Reduced bank rate is good for customers but bad for banks

Caught in a merciless trap of high rentals, rising food prices and household debt that threatens to shoot through the roof, impoverished Batswana can take a breather after the Bank of Botswana (BoB) cut the bank rate by 25 basis points, but commercial banks will suffer from reduced interest income. KEABETSWE NEWEL reports.

At a meeting on August 29, 2019, the Monetary Policy Committee (MPC) of the Bank of Botswana decided to reduce the Bank Rate by 25 basis points from 5 percent to 4.75 percent. The reduction means there will also be a 25 basis point reduction in interest rates, much to the chagrin of lenders.

For three years now, almost 40 percent of *Boitumelo Mothibi’s monthly earnings were deducted by a local commercial bank in repayment of a personal loan. The 37 year old woman is a civil servant. She used the money to purchase a cheap motor vehicle to chauffeur herself from Molepolole to Government Enclave in Gaborone, her place of employment. Her decision was driven by unreliability of public transport.

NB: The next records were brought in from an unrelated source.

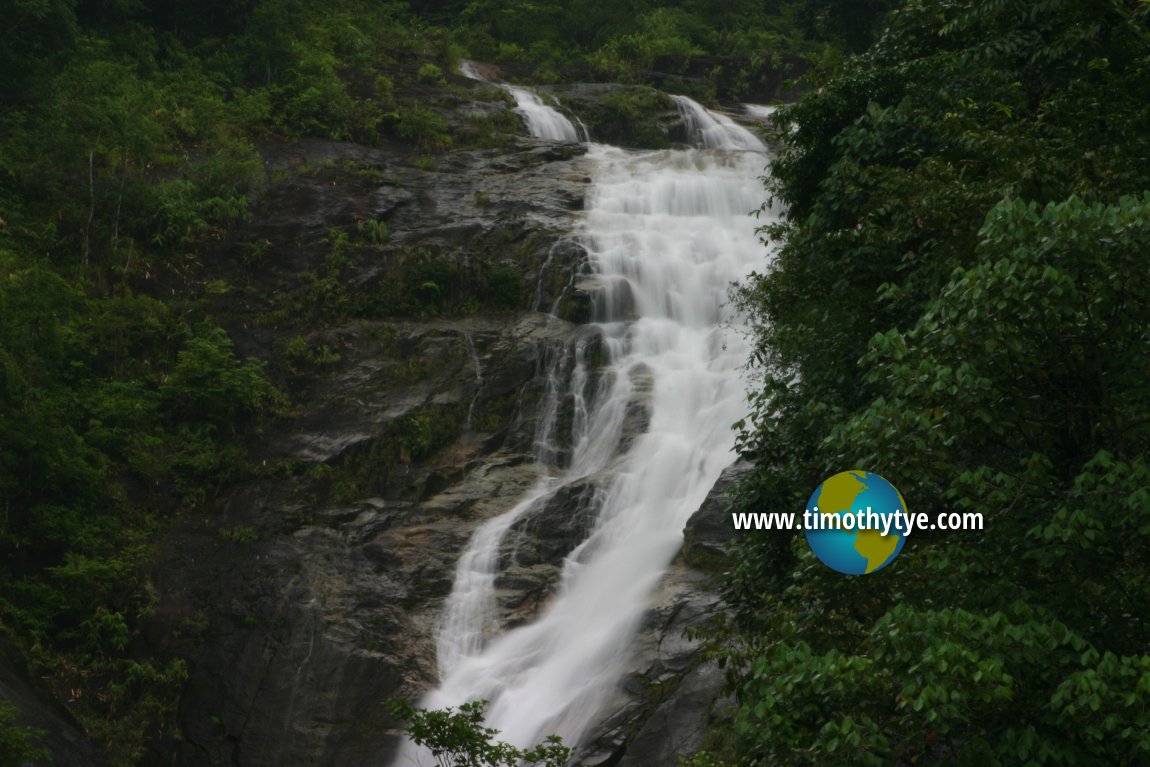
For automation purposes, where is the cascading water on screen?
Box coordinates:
[670,95,767,152]
[396,90,766,766]
[459,61,587,144]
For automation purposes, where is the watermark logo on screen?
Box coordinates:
[803,470,910,575]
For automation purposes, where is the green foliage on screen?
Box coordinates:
[719,0,1150,765]
[391,700,572,767]
[0,700,48,767]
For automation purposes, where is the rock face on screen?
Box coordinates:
[576,463,750,767]
[155,124,602,767]
[136,73,754,767]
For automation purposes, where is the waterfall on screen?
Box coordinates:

It was nice to have her own car at first, but she now regrets having bought it mainly because life soon became more expensive by the day. She has sold the car because she could not afford to maintain it, let alone keep up with her loan repayments. Looking after her 81-year old mother, two unemployed siblings and her two daughters proved a struggle. The cost of living, especially food prices, continued to escalate. From this inescapable rut, Mothibi watches the bank withdraw thousands of pula, the equivalent of 40 percent of her monthly remuneration, without fail. It cannot be any other way because the bank had loaned her money and she has to pay it back. The money would go a long way to make her life easier.

However, she is a bit oblivious of how banks operate. She pays even less attention to the Bank of Botswana (BoB) and the bank rate. What she has noticed is that since last year, there have been several reductions in her monthly repayments to her bank. She is not the only one who contends with a reduction in her monthly payment and is oblivious of where it comes from. But probably also unbeknownst to her, she is a part of the highly-indebted household sector in Botswana that will benefit from Moses Pelaelo’s decision to cut the bank rate. Collectively, Batswana owe commercial banks in excess of a staggering P25 billion.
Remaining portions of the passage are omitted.